О том, насколько неоднороден и своеобразен был состав горно-алтайского общества, говорит колоритная фигура Арнольда Константиновича Мери, личности поистине легендарной, исторической, даже мифологической. Двоюродный брат президента Эстонии Леннарта Мери, он прошел жизненный путь, отмеченный крутыми поворотами советской истории, на своей судьбе испытал колебания, зигзаги и сломы идеологической линии правящей партии, познав и взлеты, и падения. Участник Великой Отечественной войны, четырежды раненный, он стал первым эстонцем, удостоенным звания Героя Советского Союза. После войны он делал успешную карьеру общественно-политического лидера, работал секретарем ЦК комсомола Эстонии, учился в Высшей партийной школе при ЦК ВКП(б), но, став жертвой клеветы, лишенный орденов и званий, оказался в Горно-Алтайске, где работал сначала учителем труда в школе, а после реабилитации в 1956 г. и окончания ВПШ — преподавателем политэкономии в пединституте. Здесь-то он и предстал однажды перед коллективом во всем сиянии своих орденов: Золотой Звезды Героя, двух орденов Ленина, орденов Отечественной войны I и II степени, двух орденов Трудового Красного Знамени, двух орденов Красной Звезды… В 60-х гг. он вернулся на родину, где работал на руководящих должностях в сфере культуры и образования. Но превратности судьбы не оставили его. Распался Советский Союз. Эстония обрела независимость, и уже в глубокой старости А. К. Мери снова подвергся гонению, теперь обвиненный в геноциде по делу депортации на одном из балтийских островов…

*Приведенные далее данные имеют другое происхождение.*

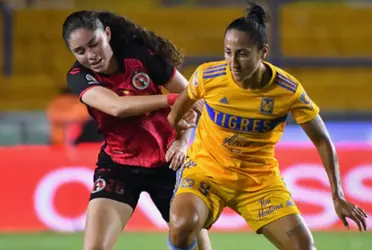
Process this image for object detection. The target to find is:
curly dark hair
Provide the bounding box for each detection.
[62,10,184,67]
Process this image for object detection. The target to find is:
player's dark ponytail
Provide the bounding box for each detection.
[63,11,183,67]
[226,2,267,49]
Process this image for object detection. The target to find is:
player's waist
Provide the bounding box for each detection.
[104,145,167,168]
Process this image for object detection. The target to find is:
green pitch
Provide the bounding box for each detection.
[0,232,372,250]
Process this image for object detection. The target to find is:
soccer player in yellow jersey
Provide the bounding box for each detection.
[168,4,366,250]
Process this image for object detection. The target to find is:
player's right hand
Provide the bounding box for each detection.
[333,198,367,231]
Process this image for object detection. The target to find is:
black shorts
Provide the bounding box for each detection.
[90,152,176,222]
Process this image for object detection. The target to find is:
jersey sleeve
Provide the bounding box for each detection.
[67,67,100,99]
[187,66,205,100]
[291,83,319,124]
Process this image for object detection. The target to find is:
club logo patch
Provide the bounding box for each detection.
[85,74,98,84]
[92,178,106,194]
[132,72,150,90]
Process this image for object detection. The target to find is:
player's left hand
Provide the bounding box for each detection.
[333,198,367,231]
[165,140,187,171]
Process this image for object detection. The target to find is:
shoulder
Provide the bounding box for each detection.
[196,60,227,84]
[267,63,301,94]
[66,62,100,96]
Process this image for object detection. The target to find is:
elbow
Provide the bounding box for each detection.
[110,105,130,118]
[168,113,176,127]
[313,136,334,150]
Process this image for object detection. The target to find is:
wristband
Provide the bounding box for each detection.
[167,94,180,106]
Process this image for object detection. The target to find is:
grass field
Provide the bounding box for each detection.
[0,232,372,250]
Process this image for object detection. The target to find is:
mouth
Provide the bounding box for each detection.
[231,69,241,75]
[90,58,102,67]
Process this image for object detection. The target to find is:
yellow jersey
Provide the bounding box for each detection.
[188,61,319,184]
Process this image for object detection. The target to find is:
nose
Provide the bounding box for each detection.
[230,56,239,69]
[87,49,97,60]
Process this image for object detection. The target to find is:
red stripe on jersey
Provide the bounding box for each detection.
[79,84,99,100]
[70,68,80,75]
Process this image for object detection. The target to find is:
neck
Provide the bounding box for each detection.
[103,55,119,75]
[239,63,266,89]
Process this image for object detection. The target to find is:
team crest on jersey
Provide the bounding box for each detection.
[300,91,310,105]
[132,72,150,90]
[92,178,106,194]
[300,91,313,109]
[191,71,199,87]
[260,97,274,115]
[85,74,98,84]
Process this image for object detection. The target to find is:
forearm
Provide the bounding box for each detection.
[175,128,193,144]
[316,140,344,198]
[114,95,169,117]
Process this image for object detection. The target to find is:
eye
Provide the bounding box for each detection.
[89,42,98,48]
[75,49,85,55]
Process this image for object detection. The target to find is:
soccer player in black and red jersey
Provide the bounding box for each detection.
[63,11,211,250]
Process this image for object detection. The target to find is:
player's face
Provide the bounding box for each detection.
[69,28,113,73]
[225,29,267,82]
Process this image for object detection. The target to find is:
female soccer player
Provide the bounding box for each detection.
[63,11,210,250]
[168,4,366,250]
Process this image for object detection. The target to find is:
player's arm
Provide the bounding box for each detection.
[67,70,175,117]
[291,85,367,231]
[163,70,204,115]
[168,67,204,131]
[291,84,344,198]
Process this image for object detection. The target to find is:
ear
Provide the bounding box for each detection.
[261,44,269,60]
[105,26,111,42]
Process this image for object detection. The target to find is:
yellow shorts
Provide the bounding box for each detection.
[175,159,300,231]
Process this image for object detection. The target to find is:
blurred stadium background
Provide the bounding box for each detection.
[0,0,372,250]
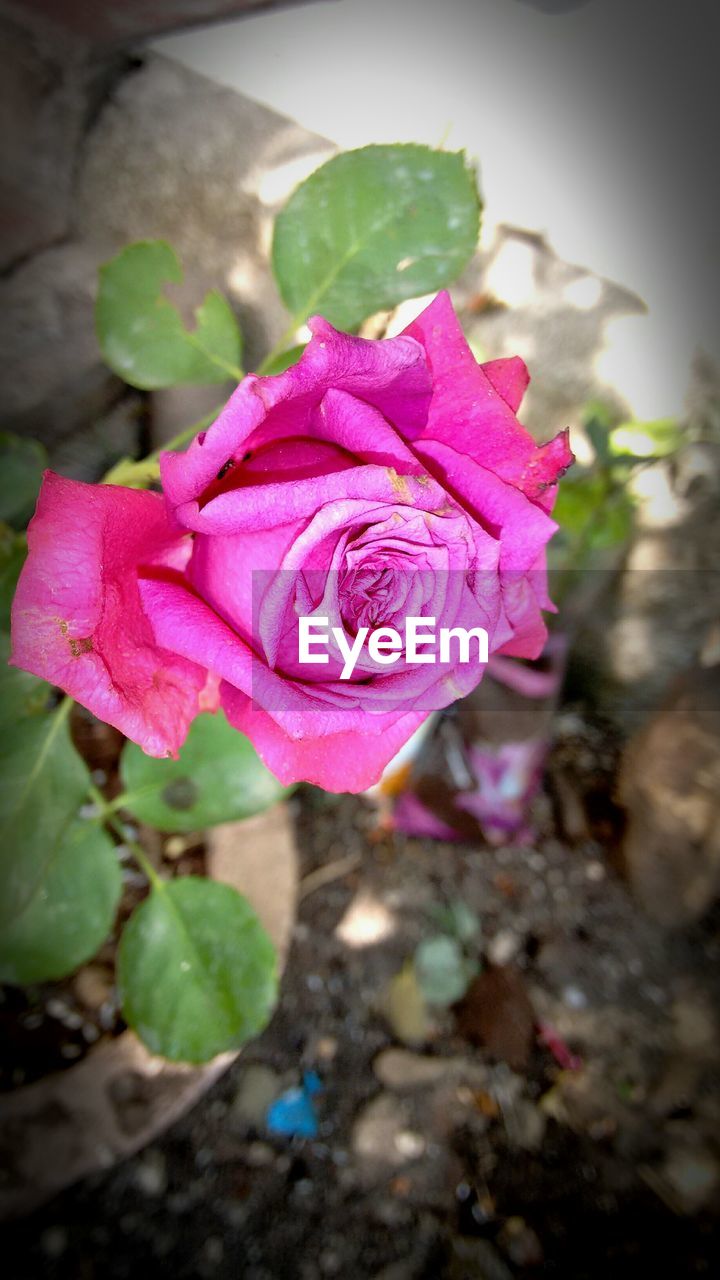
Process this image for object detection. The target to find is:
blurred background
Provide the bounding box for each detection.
[0,0,720,1280]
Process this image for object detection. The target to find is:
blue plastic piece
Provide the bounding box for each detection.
[265,1071,323,1138]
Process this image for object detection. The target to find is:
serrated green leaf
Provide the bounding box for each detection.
[118,876,277,1062]
[0,636,88,925]
[120,712,287,831]
[95,241,242,390]
[0,820,122,984]
[0,431,47,527]
[273,145,479,329]
[415,933,477,1007]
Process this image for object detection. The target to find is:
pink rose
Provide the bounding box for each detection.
[12,293,571,791]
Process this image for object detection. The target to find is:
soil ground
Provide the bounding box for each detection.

К счастью, мое заточение в гостиничном номере, похожем на конуру, надолго не затянулось. Повезло, как это иногда случается, совершенно неожиданно. Семья преподавателя педагогики Красновского уезжала в отпуск и мое проживание у них в квартире во время их отсутствия рассматривала как хороший способ не беспокоиться о ее сохранности.

Квартира в типовом доме на Социалистической улице состояла из большой комнаты с альковом для спального места, отделенным от общего пространства шторой, и кухни; была и ванная. Красновские жили вдвоем, и все в их квартире было рассчитано на долгое, спокойное житье, но смерть Ивана Яковлевича случилась еще при мне, за год до моего отъезда. Я помню эти первые при мне похороны в Горно-Алтайске, как и то, как горько, не стесняясь слез, плакала я тогда. Плакала и о нем, хорошем и не старом еще человеке, и о себе, под внешним декором жизни которой именно этот, не лишенный внутренней прозорливости человек, к тому же педагог по профессии, пытался разглядеть что-то неизъяснимое, скрытое, не понятое другими. Его комплименты, хотя бы в специально предназначенный для этого день 8 Марта, звучали несколько странно, каким-то диссонансом по отношению к привычным: он хвалил не шляпки, духи или что-то другое по части дамских изощрений, а, например, говорил: «Вы стойкий оловянный солдатик». Он часто в моем присутствии цитировал: «Настоящий мужчина — это женщина. Это я вам точно говорю». Или: «Вы никогда не жалуетесь, Людмила Павловна, на трудную жизнь. Вам что, не бывает тяжело?.. Все-таки ответственная работа, общественная нагрузка, дети… К тому же муж…» Мужа он тоже почему-то проводил по разряду «трудности жизни». Муж и правда — иногда любил входить в роль третьего в семье ребенка.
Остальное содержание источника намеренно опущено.